The greatest failing might well have been the storyline running through the series. When boasting about his new musical, “Fatwa”, based around the life of Salmon Rushdie, David was always going for a cheap laugh rather than making a political point. It allowed Larry to adopt a comic disguise but it lacked any political underpinning until we see it brought to life in the final two episodes, which were the series highlights thanks to the arrival of Lin-Manuel Miranda. Like all of Larry’s best foils (Ben Stiller, David Schwimmer, Michael J. Fox), Miranda plays a deeply flawed version of himself. This, of course, revisits the set-up of Series Four, when Larry starred in The Producers. Here, though, it was Larry producing with Miranda and woefully underused F. Murray Abraham providing the on-stage talent.

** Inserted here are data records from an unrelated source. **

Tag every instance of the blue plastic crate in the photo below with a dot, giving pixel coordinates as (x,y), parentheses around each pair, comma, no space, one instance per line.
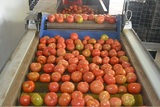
(92,33)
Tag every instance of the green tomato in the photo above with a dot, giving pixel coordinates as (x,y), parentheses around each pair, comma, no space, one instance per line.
(104,37)
(36,99)
(128,99)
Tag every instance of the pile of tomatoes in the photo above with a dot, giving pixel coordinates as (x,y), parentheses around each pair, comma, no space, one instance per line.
(78,70)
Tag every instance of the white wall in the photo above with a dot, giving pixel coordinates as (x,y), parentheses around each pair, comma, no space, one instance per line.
(12,26)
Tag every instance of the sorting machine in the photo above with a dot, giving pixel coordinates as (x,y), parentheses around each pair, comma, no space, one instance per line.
(37,26)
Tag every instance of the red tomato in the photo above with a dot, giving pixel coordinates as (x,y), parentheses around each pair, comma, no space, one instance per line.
(64,99)
(134,88)
(59,68)
(109,79)
(28,86)
(96,87)
(51,99)
(92,103)
(74,36)
(115,102)
(65,77)
(56,76)
(51,18)
(45,77)
(131,77)
(83,87)
(88,77)
(67,87)
(76,94)
(77,102)
(112,88)
(120,79)
(122,89)
(53,87)
(48,68)
(76,76)
(35,66)
(33,76)
(51,59)
(25,100)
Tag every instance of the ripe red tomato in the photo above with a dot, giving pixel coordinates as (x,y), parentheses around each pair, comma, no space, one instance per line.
(28,86)
(51,18)
(65,77)
(25,100)
(48,68)
(74,36)
(64,99)
(53,87)
(67,87)
(112,88)
(76,76)
(88,77)
(134,88)
(56,76)
(33,76)
(83,87)
(109,79)
(51,99)
(96,87)
(45,77)
(76,94)
(35,66)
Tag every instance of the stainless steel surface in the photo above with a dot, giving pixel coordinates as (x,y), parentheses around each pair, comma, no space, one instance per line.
(151,69)
(12,67)
(12,26)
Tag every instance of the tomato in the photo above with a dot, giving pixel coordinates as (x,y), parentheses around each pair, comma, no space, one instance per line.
(59,68)
(33,76)
(51,18)
(67,87)
(109,79)
(104,95)
(74,36)
(115,102)
(96,87)
(76,94)
(97,60)
(114,60)
(120,79)
(45,77)
(98,72)
(64,99)
(112,88)
(65,77)
(56,76)
(88,77)
(51,59)
(128,99)
(122,89)
(48,68)
(92,103)
(76,76)
(83,87)
(134,88)
(35,66)
(131,77)
(25,100)
(112,53)
(28,86)
(53,87)
(51,99)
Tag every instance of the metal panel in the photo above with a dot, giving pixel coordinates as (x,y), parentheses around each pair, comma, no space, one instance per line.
(12,26)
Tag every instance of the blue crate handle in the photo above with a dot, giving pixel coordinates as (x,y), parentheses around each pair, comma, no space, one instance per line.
(66,33)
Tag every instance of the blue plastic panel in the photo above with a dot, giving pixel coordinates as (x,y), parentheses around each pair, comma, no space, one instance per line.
(92,33)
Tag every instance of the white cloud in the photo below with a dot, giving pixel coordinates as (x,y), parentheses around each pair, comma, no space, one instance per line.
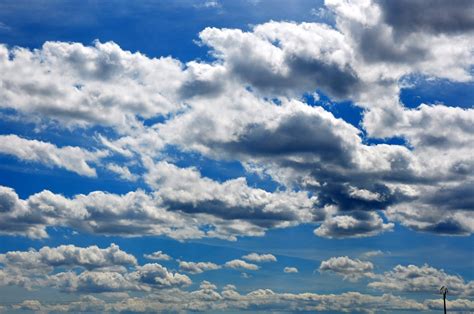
(350,269)
(197,267)
(290,270)
(260,258)
(71,158)
(158,255)
(421,279)
(83,85)
(240,264)
(123,172)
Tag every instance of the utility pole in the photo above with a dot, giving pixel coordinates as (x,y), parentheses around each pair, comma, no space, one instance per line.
(444,291)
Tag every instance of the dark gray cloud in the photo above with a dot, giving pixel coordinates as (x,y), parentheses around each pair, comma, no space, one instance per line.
(435,16)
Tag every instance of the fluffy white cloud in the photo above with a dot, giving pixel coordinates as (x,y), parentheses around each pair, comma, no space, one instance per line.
(421,279)
(182,205)
(358,224)
(243,106)
(158,255)
(259,258)
(90,269)
(71,158)
(197,267)
(69,256)
(84,85)
(350,269)
(207,298)
(240,264)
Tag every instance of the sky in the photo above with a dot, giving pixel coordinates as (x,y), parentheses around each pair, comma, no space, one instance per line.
(236,156)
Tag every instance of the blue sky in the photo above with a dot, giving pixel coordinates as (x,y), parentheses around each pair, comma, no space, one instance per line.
(282,156)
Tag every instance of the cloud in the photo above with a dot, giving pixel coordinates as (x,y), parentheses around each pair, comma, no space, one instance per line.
(358,224)
(184,203)
(413,278)
(207,298)
(158,255)
(69,256)
(71,158)
(260,258)
(350,269)
(90,269)
(197,268)
(122,171)
(439,17)
(370,254)
(245,106)
(167,291)
(290,270)
(82,85)
(240,264)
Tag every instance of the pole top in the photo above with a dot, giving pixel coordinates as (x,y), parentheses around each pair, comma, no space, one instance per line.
(443,290)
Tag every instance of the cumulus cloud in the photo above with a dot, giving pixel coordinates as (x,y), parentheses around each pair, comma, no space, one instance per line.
(350,269)
(84,85)
(240,264)
(358,224)
(90,269)
(183,203)
(421,279)
(208,298)
(244,106)
(260,258)
(158,255)
(197,268)
(71,158)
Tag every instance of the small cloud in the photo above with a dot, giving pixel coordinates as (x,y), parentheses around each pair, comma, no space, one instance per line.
(240,264)
(321,13)
(158,256)
(209,4)
(290,270)
(259,258)
(4,27)
(371,254)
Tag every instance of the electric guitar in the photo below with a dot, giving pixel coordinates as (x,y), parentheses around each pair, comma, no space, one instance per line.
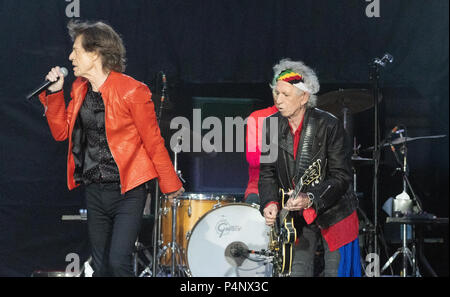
(283,234)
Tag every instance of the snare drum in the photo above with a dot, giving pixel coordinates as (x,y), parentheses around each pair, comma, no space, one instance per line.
(191,206)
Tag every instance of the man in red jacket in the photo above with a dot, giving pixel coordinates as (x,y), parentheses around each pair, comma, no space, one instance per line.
(115,145)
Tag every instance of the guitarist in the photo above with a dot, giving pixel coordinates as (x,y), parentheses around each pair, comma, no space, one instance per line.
(327,211)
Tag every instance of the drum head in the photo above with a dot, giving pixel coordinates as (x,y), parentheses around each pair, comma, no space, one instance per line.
(220,240)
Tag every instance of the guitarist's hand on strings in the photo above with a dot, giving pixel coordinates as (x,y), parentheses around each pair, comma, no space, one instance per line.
(302,201)
(270,214)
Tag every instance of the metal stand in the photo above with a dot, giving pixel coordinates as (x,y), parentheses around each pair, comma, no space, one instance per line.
(374,76)
(177,253)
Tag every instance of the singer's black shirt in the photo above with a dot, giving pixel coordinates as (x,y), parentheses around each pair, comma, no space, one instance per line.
(99,165)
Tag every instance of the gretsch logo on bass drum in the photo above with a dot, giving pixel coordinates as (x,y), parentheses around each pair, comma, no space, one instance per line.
(224,228)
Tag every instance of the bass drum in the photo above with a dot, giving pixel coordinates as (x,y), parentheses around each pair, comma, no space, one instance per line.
(220,240)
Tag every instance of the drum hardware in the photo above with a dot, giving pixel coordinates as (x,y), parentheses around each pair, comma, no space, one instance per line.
(225,241)
(344,102)
(402,140)
(374,76)
(255,205)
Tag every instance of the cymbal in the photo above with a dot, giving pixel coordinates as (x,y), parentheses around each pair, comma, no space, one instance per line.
(401,140)
(355,100)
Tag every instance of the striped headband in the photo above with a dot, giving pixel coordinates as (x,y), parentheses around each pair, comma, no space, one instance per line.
(293,78)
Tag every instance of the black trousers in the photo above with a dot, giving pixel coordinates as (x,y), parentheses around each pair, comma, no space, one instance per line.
(114,221)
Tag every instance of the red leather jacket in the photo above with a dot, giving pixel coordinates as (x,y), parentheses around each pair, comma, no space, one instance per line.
(132,131)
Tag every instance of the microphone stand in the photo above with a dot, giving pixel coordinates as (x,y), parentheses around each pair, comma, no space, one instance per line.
(374,76)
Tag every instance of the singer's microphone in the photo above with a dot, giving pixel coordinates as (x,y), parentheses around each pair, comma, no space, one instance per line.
(45,84)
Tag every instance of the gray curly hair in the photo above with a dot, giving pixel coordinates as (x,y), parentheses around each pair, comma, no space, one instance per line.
(309,77)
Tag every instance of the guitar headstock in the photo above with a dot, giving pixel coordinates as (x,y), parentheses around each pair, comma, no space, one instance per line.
(312,174)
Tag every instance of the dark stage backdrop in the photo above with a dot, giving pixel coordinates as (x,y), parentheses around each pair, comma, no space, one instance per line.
(214,49)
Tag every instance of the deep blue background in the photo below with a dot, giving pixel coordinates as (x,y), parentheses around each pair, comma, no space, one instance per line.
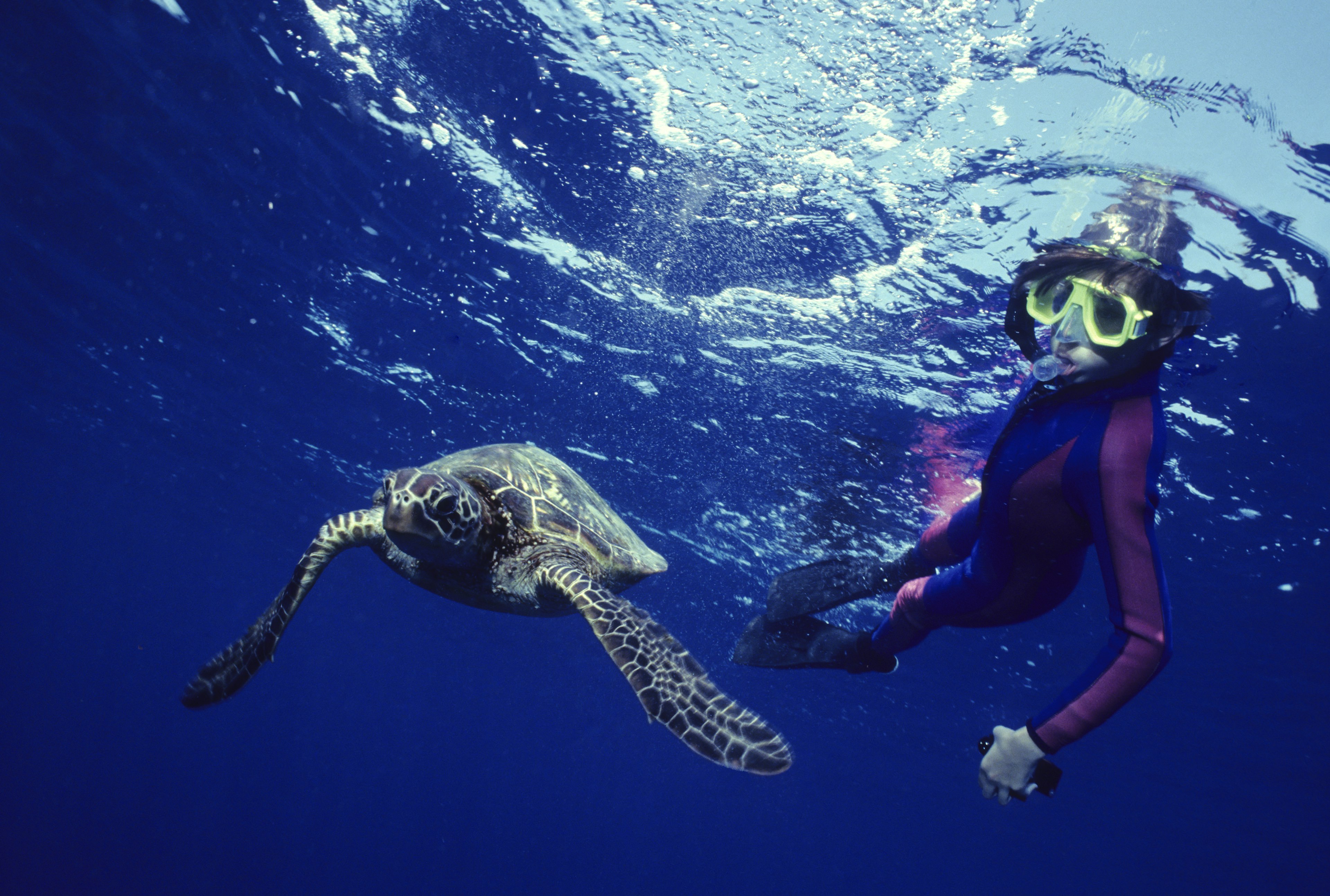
(158,370)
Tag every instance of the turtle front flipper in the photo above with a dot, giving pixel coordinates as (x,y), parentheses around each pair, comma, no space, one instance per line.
(672,686)
(228,672)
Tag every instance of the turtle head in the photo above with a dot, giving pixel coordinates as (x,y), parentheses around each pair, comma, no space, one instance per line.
(433,516)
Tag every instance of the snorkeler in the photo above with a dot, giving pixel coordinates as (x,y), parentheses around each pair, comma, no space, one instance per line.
(1075,466)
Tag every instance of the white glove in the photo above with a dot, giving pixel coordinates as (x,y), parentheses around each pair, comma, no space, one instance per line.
(1009,765)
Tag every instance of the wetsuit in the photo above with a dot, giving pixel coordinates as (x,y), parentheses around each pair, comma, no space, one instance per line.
(1075,466)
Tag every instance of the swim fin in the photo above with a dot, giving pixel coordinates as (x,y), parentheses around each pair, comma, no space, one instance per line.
(832,583)
(805,642)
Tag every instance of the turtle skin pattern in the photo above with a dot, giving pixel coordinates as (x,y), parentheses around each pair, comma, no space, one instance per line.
(672,686)
(231,669)
(547,500)
(550,547)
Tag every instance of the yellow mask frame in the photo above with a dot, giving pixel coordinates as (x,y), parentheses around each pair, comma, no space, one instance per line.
(1111,318)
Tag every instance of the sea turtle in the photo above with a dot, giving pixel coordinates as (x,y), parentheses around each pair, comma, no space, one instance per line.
(513,528)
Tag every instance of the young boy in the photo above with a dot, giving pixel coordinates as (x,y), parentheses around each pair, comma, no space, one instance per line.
(1075,467)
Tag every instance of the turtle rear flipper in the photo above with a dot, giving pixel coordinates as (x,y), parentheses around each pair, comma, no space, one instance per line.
(672,686)
(841,580)
(228,672)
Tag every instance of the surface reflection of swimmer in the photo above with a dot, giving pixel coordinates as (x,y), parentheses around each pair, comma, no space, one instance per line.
(1075,466)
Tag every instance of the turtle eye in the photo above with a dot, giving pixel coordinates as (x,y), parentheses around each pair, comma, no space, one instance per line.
(440,508)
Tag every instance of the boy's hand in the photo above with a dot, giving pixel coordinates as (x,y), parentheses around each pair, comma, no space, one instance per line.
(1009,765)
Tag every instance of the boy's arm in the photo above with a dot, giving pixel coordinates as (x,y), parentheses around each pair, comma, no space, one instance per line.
(1122,515)
(950,538)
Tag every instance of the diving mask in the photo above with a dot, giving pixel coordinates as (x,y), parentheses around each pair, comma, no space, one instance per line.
(1106,318)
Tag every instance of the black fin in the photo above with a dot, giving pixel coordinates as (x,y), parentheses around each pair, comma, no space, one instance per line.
(832,583)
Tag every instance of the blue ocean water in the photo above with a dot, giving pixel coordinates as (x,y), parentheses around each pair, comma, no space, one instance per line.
(743,265)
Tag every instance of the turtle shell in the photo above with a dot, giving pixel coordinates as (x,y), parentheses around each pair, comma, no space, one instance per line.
(544,498)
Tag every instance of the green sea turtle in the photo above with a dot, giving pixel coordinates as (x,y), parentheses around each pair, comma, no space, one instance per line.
(514,530)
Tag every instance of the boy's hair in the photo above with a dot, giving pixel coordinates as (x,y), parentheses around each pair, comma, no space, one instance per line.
(1140,280)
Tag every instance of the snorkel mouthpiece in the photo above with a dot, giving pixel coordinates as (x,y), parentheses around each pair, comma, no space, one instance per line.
(1048,367)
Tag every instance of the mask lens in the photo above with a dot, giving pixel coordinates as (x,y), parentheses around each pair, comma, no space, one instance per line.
(1071,330)
(1110,314)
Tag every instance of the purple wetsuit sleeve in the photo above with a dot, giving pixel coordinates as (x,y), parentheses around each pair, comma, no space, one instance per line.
(950,539)
(1116,498)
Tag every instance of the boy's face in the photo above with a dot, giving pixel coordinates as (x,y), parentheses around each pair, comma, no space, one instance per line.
(1086,362)
(1089,362)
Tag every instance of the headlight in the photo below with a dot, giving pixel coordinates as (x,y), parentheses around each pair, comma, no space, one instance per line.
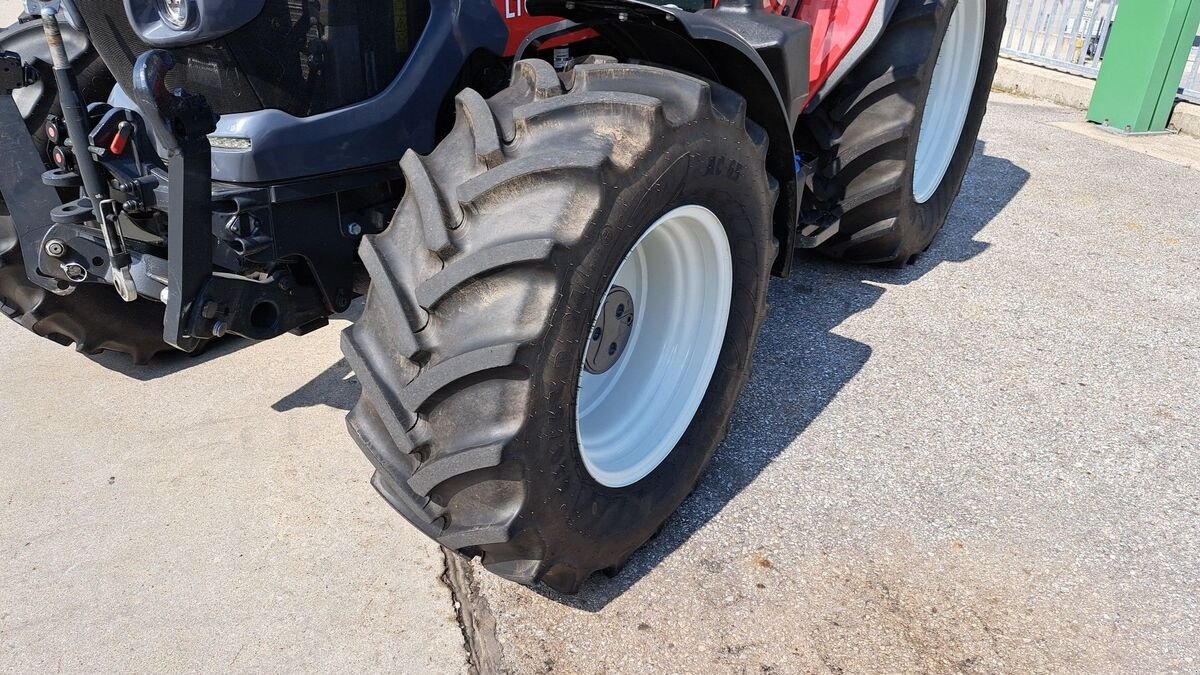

Yet, even here, as throughout the series, the old world was barely glimpsed. Suzie was loud but her apocalyptic mouth didn’t achieve the heights of profanity we’d previously enjoyed. The excellent J.B. Smoove as Leon Black was present but too comfortable in his roles as Larry’s house guest. The antagonisms that made the earlier series were also largely missing. It was only Marty Funkhouser’s new girlfriend, Marilyn (Elizabeth Perkins), that provided that deep-seated hostility for a couple of episodes, plus a strange bit of business involving a house plant and a previous occupant that only seemed to exist to give Larry a reason to appear on Judge Judy. Ted Danson, meanwhile, played the fictional Ted Danson, now dating Cheryl (herself underused since her divorce from Larry in Series 6). In many respects, Danson has been one of the real unacknowledged stars of Curb, bringing a lightness to the role of Larry’s nemesis. Instead, he was as peripheral as the wonderfully morose Richard Lewis who was also underused as Larry’s oldest and most frustrated friend.

The final shot of the series was in many ways the most telling, with Larry running away, pursued by a religious fanatic, whilst an iris shot, so beloved by slapstick comedians, closes around him. Larry David has become Benny Hill, complete with jokes about busty women and sexually inadequate men dropping their trousers. That’s not to say that the series was a failure. It was still better than nearly any comedy series out there. It just felt like David had made the series for the mainstream that took so long to find him rather than those of us who were with him from the beginning and prefer it when he is less overtly “comic”.

He leaves me wanting more in the hope he can find his inner darkness again but, in truth, the feeling is so very different to how I felt at the end of Series Eight, when Larry and Leon fled to Paris after offending the whole of New York after being perceived to have mocked Michael J. Fox’s Parkinson’s disease. This felt like Curb Your Enthusiasm made by a man who enjoying the success and acclaim he’s received, guest hosting SNL and routinely feted as one of the world’s best. The result was a different kind of Curb Your Enthusiasm, which, lacking the awareness of life’s cruel meaningless, was simply not as funny.